Simply print it off from the CAA website.
Also see advice from three device manufacturers (supplied by Rachel’s campaign).
Rachel will continue to campaign for the card to be recognised globally. Follow Rachel’s campaign.
Airport security and insulin pumps
You shouldn’t have any problems taking your pump through the usual security at the airport. However, some people have reported problems with their pumps following whole-body scanning.
On their website, the Civil Aviation Authority says:
At airport security passengers with insulin pumps can opt for a hand search or other screening options. You will need to carry a letter from your doctor confirming your situation which should be handed to the security officer.
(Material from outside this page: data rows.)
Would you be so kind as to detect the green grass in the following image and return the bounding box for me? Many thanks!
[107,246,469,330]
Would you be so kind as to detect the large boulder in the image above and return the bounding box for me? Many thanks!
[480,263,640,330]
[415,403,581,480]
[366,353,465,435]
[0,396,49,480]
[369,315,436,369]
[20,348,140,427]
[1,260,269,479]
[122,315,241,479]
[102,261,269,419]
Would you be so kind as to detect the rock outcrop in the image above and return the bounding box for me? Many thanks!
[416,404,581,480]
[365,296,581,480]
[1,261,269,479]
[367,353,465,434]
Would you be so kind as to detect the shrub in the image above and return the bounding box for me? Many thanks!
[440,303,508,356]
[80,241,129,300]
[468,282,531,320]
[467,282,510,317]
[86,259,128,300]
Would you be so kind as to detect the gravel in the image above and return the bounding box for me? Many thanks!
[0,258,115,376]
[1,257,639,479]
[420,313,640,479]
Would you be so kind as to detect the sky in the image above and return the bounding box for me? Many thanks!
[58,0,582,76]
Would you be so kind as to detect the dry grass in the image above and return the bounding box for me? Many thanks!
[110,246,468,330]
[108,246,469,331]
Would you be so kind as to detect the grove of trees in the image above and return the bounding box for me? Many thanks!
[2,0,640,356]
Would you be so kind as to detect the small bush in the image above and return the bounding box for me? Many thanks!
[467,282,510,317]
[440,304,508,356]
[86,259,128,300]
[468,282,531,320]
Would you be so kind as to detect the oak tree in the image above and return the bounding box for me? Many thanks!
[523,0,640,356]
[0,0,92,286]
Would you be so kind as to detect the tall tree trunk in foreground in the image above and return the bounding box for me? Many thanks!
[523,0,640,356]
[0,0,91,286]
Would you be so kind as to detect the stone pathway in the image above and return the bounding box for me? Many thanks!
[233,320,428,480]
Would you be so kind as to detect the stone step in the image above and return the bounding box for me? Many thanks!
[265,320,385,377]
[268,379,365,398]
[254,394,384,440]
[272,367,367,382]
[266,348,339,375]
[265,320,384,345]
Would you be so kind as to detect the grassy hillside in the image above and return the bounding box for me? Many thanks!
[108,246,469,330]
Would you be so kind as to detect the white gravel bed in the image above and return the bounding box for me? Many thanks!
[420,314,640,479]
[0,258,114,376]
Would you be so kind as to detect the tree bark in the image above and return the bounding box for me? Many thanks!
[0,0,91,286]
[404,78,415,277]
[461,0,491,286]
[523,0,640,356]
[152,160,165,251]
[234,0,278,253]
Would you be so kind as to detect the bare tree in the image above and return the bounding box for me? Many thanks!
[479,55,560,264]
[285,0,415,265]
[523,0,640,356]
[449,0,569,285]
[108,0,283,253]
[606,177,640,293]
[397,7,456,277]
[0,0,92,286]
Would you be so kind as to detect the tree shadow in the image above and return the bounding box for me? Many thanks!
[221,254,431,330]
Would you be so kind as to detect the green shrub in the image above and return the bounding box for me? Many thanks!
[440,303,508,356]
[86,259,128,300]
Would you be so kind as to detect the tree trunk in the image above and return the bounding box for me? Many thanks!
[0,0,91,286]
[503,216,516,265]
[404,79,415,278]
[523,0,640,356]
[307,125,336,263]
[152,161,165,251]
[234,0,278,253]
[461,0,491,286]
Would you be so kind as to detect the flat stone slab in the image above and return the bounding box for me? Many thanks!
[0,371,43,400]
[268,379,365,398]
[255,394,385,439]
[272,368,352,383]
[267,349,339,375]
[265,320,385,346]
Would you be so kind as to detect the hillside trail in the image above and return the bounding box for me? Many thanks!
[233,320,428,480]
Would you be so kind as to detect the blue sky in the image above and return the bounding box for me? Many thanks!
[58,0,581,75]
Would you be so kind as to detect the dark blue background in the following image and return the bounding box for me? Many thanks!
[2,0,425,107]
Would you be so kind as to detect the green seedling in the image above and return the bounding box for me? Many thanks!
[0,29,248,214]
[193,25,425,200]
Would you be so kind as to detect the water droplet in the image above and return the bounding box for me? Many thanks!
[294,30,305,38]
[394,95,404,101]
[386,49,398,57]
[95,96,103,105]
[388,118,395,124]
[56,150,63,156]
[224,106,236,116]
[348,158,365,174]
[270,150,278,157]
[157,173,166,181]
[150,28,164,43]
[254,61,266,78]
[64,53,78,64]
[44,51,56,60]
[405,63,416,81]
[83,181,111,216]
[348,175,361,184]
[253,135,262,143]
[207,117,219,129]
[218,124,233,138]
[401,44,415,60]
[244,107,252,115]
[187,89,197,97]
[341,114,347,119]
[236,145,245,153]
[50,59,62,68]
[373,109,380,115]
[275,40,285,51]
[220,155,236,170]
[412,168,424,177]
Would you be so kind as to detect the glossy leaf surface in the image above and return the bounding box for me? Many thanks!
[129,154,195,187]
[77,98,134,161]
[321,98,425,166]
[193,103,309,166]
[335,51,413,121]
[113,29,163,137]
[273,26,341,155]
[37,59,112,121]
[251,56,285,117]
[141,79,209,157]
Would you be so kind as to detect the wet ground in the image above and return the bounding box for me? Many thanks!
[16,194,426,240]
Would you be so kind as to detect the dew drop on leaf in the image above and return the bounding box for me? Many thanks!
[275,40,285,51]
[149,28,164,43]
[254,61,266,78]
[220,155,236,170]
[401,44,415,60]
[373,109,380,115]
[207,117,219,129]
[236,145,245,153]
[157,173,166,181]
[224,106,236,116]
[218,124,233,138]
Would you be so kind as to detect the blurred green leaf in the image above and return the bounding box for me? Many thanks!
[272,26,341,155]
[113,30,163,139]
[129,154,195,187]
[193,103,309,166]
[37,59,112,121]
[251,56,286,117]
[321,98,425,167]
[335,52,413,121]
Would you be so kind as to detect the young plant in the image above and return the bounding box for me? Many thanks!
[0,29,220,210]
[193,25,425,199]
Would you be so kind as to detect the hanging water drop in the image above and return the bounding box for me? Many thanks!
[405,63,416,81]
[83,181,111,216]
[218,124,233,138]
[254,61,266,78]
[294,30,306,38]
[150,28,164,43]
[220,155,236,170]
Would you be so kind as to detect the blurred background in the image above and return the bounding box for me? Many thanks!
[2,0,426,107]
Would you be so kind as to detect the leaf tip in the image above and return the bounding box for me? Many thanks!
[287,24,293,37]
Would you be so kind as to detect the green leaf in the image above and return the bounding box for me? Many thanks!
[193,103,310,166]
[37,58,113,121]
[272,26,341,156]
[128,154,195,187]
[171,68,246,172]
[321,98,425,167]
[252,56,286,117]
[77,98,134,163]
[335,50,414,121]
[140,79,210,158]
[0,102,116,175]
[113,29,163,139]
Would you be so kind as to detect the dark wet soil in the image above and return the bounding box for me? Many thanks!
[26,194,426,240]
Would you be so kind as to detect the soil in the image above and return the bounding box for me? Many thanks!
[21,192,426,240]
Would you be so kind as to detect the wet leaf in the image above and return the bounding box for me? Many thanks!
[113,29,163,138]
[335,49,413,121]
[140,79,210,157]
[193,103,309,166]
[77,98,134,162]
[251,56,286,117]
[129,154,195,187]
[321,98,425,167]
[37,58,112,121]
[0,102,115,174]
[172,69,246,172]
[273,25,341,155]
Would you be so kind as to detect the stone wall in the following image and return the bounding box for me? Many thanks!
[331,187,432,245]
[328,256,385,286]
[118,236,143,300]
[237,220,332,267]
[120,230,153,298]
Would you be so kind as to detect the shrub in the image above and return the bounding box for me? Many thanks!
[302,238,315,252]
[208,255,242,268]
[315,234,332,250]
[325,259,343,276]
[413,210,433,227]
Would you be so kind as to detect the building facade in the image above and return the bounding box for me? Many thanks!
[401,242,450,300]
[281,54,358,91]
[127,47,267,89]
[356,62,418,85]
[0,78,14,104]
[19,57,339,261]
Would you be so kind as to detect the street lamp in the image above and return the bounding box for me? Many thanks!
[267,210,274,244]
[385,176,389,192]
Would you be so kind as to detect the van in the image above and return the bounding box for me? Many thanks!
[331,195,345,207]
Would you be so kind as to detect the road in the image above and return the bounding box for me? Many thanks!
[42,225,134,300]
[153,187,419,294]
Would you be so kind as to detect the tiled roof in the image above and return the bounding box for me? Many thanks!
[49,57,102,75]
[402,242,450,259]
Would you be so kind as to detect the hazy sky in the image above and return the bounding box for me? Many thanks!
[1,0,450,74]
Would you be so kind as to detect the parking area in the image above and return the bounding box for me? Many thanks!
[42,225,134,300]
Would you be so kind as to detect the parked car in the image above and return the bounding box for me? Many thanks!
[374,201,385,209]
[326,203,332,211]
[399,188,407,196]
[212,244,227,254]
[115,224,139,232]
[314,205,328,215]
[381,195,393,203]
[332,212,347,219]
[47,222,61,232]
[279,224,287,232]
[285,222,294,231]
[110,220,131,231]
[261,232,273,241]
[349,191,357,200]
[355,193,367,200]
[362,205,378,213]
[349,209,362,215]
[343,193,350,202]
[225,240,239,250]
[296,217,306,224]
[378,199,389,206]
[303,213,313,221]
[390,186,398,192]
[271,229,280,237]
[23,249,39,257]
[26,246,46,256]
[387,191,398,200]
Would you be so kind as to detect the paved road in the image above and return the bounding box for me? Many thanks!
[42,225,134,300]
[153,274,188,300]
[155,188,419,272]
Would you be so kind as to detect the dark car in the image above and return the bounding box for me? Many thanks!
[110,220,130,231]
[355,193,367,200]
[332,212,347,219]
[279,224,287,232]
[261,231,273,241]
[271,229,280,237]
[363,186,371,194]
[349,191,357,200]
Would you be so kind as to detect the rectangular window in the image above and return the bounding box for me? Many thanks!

This applies to all EU airports which should be aware of the requirement
There have been some concerns about possible effects of airport security screening equipment on insulin pumps. Unfortunately the different pump manufacturers do not all give the same advice. This varies from assurance that the pumps can safely go through any screening equipment, including X-ray equipment, to advice that the equipment may be affected by even the low-dose X-ray equipment used in some whole body scanners.
If you use an insulin pump, it is therefore important to contact the manufacturer of the particular pump that you use for advice. It is also sensible to contact your airline and the airports you will travel through to find out their requirements if the manufacturer advises that your pump cannot go through some screening equipment.
Changes in the cabin air pressure can have an effect on insulin delivery. The reduction in cabin air pressure when the aircraft climbs may lead to a slight increase in delivery of insulin as a result of the formation or expansion of air bubbles in the insulin syringe or tubing. This might be sufficient to cause symptoms of hypoglycaemia. A more severe impact could be seen in the (very rare) event of sudden decompression of the cabin at altitude. A slight reduction in insulin delivery is also possible during descent. Steps for preventing this can be found at the bottom of our Travelling with type 1 page.